Analyzing Lord of The Rings with Data Science
Overview
- Introduction
- Data
- Networks
- Basic Analysis
- Community Detection
- Text analysis and Sentiment analysis
- More details
1 - Introduction
Middle-earth is a world which has cought the imagination of most children growing up in this current and last century, and certainly all of our group members,a world created by J.R.R. Tolkien. The most notable recent appearences of this amazing story and the one which we are going to analyze in this assignment its portrayed in the recent film trilogy directer by Peter Jackson. We also will be examinining the fan created One Wiki to Rule Them All, and the three novels originally published in 1954 and 1955.
Due to our focus only being on the Lord of the Rings, and not on other work by J.R.R. Tolkien, we only downloaded the data of characters present in the trilogy. the number of mentioned characters of Middle-earth on the website is 988, but only 152 of them are present in Lord of the Rings trilogy movies. We also found the novels and movie transcripts on archive.org.
The final goal of this experiment is to understand the movies (the trilogy) and books better in order to see the differences between them. To see how the character related to each other, see the importance of the characters from both the movies and the book. We also wnat to understand the sentiment of each book and character and see the evolution of the sentiment throughout.
2 - Data
We divided our analysis in three different sections, based on the datasets obtained.
1. The fan Wiki of Lord of The Rings
Here’s the link to the wiki where we extracted the content of all the wikipages from all the characters present in Lord of the Rings story.
If you want to download the files containing the wikipages data click here. (You will have access to a .zip files containing a .txt file for each characters of the wiki.)
2. Transcripts of the movie
We found a dataset, containing what the characters of the movies are saying. Click here to have access to our transcripts.
3. Books
We downloaded the three books by J.R.R Tolkien from this website. Here you can download the books we used for our project.
3 - Networks
We chose to print only the network based on the chapters of the books. If interested, the other network can be seen in the notebook. See the link in part 7.
1. Network based on the link inside the wikipages
Nodes are the characters and edges are the link from the wikipage of one character to another one.
This network was created as a directed graph. It has 153 nodes and 843 edges with an average in- and out-degree of 5.509
2. Network based on the chapters of the books
We have created a network based on the books. Therefore, we look at each chapter and analyzed who were the characters in this chapter. If two characters are in the same chapter it means that they are connected, so there is a link between them. That’s how we build the network that you can see below:
This graph was created as an undirected graph. It has 125 nodes and 1105 edges with an average degree of 17.68.
The friendship paradox is the phenomenon that most people have fewer friends than their friends have, on average.

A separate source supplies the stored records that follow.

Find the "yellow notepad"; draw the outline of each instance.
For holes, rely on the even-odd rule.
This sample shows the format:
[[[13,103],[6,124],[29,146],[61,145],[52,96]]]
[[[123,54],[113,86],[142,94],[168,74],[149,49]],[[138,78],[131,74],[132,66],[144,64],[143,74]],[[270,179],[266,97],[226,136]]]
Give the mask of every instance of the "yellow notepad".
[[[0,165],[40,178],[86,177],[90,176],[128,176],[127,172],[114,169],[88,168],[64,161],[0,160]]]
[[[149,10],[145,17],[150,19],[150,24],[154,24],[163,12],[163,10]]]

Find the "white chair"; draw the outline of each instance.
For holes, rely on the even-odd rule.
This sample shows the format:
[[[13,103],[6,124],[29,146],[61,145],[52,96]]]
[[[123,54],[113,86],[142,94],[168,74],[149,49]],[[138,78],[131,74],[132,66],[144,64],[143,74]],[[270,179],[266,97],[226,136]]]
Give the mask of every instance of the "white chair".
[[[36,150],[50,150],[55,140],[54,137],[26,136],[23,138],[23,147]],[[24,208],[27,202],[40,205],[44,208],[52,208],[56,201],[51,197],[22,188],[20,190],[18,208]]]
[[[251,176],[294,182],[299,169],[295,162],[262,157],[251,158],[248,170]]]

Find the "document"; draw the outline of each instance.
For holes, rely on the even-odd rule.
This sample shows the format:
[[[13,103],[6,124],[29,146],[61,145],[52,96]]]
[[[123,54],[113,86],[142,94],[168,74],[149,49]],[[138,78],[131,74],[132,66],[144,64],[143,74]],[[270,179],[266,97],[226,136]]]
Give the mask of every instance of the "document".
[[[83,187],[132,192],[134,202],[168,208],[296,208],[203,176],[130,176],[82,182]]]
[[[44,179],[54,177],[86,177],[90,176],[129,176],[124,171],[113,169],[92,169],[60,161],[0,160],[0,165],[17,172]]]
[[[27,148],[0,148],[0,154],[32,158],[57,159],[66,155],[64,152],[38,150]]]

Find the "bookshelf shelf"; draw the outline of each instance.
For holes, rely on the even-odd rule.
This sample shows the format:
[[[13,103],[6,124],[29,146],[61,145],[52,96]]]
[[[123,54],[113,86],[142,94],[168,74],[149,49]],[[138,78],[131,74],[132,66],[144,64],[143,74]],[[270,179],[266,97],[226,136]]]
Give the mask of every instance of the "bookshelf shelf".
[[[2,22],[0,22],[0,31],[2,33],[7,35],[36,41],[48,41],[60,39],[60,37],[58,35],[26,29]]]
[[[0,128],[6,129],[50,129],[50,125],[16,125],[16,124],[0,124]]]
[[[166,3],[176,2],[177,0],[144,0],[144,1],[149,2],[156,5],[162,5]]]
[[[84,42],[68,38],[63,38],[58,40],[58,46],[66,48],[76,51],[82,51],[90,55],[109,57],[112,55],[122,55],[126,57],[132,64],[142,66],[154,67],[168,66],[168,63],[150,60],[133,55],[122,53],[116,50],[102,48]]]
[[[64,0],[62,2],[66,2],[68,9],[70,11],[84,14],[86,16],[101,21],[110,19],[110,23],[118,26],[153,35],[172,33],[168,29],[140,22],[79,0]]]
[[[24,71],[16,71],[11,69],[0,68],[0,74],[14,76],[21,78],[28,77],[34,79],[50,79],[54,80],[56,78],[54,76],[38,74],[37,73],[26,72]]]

The network based on the link inside wikipages passes the friendship paradox easily. However the network based on the chapters in the book does not in every instance, meaning that the networks there do actually not follow the power law.This also means that there are many large nodes in the graph and few smaller.
4 - Basic Analysis
In this section we decided to present the basic analysis we did on the Network obtained with the Wikipages.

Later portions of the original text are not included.